Recentemente, circulou pelas redes uma mensagem afirmando que um caminhoneiro havia sido multado porque o veículo dele trafegava com pneus recapados nos eixos de tração. Essa informação, porém, não era verdadeira. Atualmente, as resoluções do Conselho Nacional de Trânsito não proíbem esse tipo de recurso nos caminhões, vedando o uso apenas em ônibus e micro-ônibus. “A Polícia Rodoviária Federal (PRF) apura todas as considerações recebidas em seus canais de relacionamento com a sociedade. Se é identificada a procedência, as medidas necessárias para correção são tomadas. Nesse caso, até o momento, não recebemos uma notificação”, afirma o chefe da comunicação social da PRF/MG, inspetor Aristides Júnior.

Ele pontua que, caso o motorista se sinta injustiçado por alguma autuação de infração de trânsito, o caminho é requerer a correção por meio de recurso. “A PRF é formada por profissionais permanentemente capacitados para o melhor desempenho da sua atividade. Porém, todos nós estamos suscetíveis a erros e, por isso, o caminhoneiro pode acionar o ‘Fale Conosco’, a caixa-alta e a Corregedoria para solicitar a revisão da autuação”, ressalta o inspetor.

Um fenômeno observado pelo representante da PRF/MG nos últimos anos é a divulgação da aplicação de multas em detrimento do acionamento dos canais de relacionamento oficiais da corporação. “Virou um momento de desabafo, ou, às vezes, de minutos de fama, sem contextualização do cenário real. A multa executada por qualquer autoridade de trânsito causa desgosto, isso é natural. Contudo, é preciso muita responsabilidade no compartilhamento das informações, pois elas podem causar prejuízos aos agentes, à instituição e à sociedade”, afirma o chefe da comunicação.

Notícia Quente

As autuações, normalmente, são as principais motivadoras dos conteúdos que não correspondem à realidade: seja por causa da “injusta” aplicação – na percepção do condutor – seja pelo custo financeiro. Em maio deste ano, por exemplo, circulou pela internet uma mensagem que divulgava novos valores para as infrações de trânsito. Essa informação fake pode ter sido motivada pelas recentes alterações promovidas no Código de Trânsito Brasileiro (CTB), embora nenhuma delas esteja relacionada a multas.

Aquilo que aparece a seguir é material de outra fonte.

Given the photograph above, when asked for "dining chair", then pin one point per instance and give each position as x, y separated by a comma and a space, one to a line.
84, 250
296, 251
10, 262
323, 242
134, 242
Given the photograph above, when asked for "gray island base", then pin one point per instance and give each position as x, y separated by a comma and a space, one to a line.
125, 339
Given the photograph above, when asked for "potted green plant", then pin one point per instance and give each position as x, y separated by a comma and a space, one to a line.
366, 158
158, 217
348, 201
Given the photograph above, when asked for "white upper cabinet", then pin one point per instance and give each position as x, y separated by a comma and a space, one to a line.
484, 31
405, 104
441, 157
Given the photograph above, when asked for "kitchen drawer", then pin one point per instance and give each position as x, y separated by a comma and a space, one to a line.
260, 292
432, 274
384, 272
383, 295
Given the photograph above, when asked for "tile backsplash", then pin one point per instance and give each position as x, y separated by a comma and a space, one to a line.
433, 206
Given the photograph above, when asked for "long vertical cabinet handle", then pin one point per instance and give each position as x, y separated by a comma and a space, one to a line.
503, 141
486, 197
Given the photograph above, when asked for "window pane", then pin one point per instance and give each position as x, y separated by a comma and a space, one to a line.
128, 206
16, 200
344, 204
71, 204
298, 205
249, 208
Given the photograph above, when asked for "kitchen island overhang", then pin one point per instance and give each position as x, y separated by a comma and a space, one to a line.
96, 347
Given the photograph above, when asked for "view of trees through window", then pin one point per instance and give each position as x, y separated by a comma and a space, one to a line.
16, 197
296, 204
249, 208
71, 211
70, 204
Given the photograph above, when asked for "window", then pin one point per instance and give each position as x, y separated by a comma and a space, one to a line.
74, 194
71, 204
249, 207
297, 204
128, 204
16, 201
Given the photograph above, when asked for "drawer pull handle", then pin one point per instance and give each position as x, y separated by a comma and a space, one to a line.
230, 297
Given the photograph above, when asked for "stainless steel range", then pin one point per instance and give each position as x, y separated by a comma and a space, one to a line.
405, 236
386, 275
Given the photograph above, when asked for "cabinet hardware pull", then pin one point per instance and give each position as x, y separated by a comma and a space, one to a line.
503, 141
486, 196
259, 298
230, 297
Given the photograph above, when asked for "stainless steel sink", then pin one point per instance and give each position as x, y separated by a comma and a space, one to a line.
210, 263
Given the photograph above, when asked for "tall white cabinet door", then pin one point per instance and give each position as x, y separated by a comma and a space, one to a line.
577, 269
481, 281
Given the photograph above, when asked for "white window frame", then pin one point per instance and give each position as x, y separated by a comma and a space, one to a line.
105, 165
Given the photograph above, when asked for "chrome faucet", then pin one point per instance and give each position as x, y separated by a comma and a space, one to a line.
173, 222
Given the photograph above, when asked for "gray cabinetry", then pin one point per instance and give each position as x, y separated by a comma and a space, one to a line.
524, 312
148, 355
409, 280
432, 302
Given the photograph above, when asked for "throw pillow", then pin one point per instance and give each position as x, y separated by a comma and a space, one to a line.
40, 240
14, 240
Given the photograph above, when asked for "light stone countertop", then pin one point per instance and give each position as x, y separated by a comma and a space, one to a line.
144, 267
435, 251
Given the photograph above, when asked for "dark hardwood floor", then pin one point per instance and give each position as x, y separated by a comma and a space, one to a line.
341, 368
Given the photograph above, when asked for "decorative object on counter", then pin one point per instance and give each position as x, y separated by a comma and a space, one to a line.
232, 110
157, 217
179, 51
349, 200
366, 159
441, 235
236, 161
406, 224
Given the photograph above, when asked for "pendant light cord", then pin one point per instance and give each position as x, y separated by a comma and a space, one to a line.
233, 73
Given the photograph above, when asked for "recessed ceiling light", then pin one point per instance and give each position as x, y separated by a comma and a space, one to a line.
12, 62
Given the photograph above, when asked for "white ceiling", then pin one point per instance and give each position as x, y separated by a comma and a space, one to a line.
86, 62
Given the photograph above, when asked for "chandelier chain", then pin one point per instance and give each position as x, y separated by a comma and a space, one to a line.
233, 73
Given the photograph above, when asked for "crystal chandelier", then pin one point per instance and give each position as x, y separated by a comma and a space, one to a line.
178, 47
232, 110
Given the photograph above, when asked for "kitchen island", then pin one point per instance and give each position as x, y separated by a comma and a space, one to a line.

O texto compartilhado nas redes sociais tratava de um aumento expressivo no valor cobrado em decorrência do cometimento de determinadas infrações de trânsito, como ser flagrado falando ao celular. Segundo a mensagem, a multa teria saltado para R$ 1.574. Na prática, porém, a infração correspondente ao uso do telefone, segundo o CTB, é passível de dois tipos de autuação: dirigir com apenas uma das mãos por estar segurando ou manuseando o aparelho – infração gravíssima, com multa de R$ 293,47 – e dirigir com apenas uma das mãos, com fones de ouvido ou usando o celular – infração média, com multa de R$ 130,16.

Outro conteúdo inapropriado que ganhou muitos compartilhamentos foi a propagação da informação de que um caminhoneiro de Porto Alegre (RS) teria cometido suicídio depois de saber que foi multado em R$ 400 mil por causa de um bloqueio durante uma greve. Uma pesquisa nas fotos que acompanhavam a mensagem revelou que elas eram, na verdade, de outro caminhoneiro, encontrado morto dois anos antes em Maringá (PR).

Esse caso evidencia outra característica comum às informações falsas: a descontextualização. Em algumas situações, as notícias podem até ser reais (como a morte do transportador), mas são inseridas em cenário e momento diferentes.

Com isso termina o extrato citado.